Timeline of a PhD
A typical PhD, taken over 3-4 years, is structured as follows:
Timeline of a PhD
First three months
During your first 3 months you settle in and prepare an initial research plan with your supervisor.
Your research plan gives a statement of the general topic area, an initial formulation of the issues to be addressed, a list of principal references on which the work will draw, and objectives for the first year of study. Your supervisor may also ask you to attend some of the undergraduate lectures.
You will also need register for the Graduate School's Professional Skills programme. If you are a non-native English speaker you will also have your English language ability assessed.
First six months
You can expect to spend your first 6 months undertaking literature searches and defining your project. You will have regular meetings with your supervisor. You will also meet the postgraduate tutor and your postgraduate mentor (a member of staff from a different research group).
You continue to work on your research project, and will have the opportunity to attend the Graduate School's Professional Skills courses on advanced writing, career planning, presentation and progressing.
An Early Stage Assessment is submitted by the end of month 9.
This report sets out the main research areas, details of work done so far, and a programme for future work. You attend an interview with one or two assessors and your supervisor. This assessment confirms your suitability to continue with your PhD programme.
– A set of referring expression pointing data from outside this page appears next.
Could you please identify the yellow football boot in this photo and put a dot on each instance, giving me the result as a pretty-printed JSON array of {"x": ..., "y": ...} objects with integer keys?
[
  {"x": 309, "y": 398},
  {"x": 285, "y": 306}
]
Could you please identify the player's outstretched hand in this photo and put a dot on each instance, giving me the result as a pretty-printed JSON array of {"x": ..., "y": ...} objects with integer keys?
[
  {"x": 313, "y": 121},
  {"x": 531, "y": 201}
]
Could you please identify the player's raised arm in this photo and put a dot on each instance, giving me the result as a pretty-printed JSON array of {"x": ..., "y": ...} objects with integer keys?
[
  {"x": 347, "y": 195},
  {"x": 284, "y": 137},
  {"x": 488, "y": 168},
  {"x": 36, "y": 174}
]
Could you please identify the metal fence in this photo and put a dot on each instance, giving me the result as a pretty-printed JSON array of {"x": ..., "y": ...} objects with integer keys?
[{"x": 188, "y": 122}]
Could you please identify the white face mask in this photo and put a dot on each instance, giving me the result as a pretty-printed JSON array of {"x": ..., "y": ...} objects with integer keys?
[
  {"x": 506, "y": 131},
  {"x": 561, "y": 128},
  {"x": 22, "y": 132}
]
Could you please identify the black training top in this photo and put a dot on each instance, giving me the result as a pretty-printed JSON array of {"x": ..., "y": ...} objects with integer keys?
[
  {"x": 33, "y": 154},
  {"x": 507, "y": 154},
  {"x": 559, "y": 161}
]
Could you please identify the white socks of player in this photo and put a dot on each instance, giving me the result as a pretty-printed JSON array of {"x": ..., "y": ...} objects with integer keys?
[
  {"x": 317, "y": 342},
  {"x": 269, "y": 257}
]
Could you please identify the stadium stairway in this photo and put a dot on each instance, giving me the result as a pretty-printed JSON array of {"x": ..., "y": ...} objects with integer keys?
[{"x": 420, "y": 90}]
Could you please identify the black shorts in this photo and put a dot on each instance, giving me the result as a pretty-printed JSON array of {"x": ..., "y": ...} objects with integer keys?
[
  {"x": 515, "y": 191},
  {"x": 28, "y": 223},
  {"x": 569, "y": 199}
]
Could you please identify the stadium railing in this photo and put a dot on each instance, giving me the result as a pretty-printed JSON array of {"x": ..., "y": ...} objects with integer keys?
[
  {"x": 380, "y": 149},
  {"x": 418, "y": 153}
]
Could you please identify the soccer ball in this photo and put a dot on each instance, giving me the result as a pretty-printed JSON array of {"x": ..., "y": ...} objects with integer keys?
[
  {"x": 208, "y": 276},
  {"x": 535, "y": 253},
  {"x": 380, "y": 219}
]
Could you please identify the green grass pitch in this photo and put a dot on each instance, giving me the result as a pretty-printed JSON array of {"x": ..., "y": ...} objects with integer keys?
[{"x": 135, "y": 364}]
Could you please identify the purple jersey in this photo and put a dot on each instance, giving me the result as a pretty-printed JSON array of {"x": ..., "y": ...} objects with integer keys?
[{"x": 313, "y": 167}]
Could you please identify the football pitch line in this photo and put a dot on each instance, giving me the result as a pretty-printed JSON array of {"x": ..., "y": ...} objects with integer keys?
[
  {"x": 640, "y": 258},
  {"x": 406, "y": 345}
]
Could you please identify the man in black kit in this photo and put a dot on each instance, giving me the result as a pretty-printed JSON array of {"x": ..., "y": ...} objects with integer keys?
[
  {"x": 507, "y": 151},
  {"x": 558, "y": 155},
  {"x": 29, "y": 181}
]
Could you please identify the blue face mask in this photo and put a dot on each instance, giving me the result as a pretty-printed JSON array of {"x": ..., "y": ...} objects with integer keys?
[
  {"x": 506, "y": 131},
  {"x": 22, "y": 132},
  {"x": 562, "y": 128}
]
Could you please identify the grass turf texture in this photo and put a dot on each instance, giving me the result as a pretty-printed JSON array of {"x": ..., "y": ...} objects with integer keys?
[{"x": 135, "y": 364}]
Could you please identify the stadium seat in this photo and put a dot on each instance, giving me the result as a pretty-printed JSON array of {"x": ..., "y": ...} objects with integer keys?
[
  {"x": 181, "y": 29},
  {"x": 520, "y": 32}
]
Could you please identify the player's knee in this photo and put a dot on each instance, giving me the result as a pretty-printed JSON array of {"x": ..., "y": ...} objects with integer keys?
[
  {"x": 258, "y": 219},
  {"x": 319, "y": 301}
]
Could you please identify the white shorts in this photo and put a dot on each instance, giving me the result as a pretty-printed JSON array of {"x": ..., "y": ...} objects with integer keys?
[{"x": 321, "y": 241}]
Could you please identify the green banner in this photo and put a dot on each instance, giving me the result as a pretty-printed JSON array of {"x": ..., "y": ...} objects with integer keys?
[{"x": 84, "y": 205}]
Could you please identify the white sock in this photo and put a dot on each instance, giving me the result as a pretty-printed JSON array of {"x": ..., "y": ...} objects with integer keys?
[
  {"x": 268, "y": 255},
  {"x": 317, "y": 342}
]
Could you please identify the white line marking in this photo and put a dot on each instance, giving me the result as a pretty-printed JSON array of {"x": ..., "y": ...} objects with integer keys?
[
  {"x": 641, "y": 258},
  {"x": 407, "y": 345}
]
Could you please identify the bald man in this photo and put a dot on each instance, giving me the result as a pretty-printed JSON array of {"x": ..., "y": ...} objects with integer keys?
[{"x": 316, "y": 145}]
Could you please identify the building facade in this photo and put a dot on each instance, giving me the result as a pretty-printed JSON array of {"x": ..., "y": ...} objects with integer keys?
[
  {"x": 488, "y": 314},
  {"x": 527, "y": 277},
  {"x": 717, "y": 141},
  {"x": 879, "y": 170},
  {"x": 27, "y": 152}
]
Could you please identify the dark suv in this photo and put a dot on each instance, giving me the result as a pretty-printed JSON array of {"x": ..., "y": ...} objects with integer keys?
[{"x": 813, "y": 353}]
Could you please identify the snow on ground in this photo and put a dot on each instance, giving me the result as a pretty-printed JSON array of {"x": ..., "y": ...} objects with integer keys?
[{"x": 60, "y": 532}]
You will have also attended some, or all of, the Graduate School's Professional Skills training on topics such as professional conduct, project management, and a residential course on research skills and development.
Late stage review (18-24 months after registration).
You will be required to submit a report that contains the contents page for your thesis, a statement of expected contributions, achievements to date and a plan for completion of work and thesis. You will be assessed by interview with one or more assessors and your supervisor.
You continue working on your research project. You will also have the opportunity to attend courses on career planning, and completing your research.
Your thesis is your account of the work you have done, which should form a distinct contribution to the knowledge of the subject and show evidence of originality by the discovery of new facts and/or the exercise of independent critical power. The thesis is examined by an oral exam. There are two examiners: one from Imperial College and one from another university. The oral exam usually lasts for 2-3 hours, and you will find out the result immediately after the exam.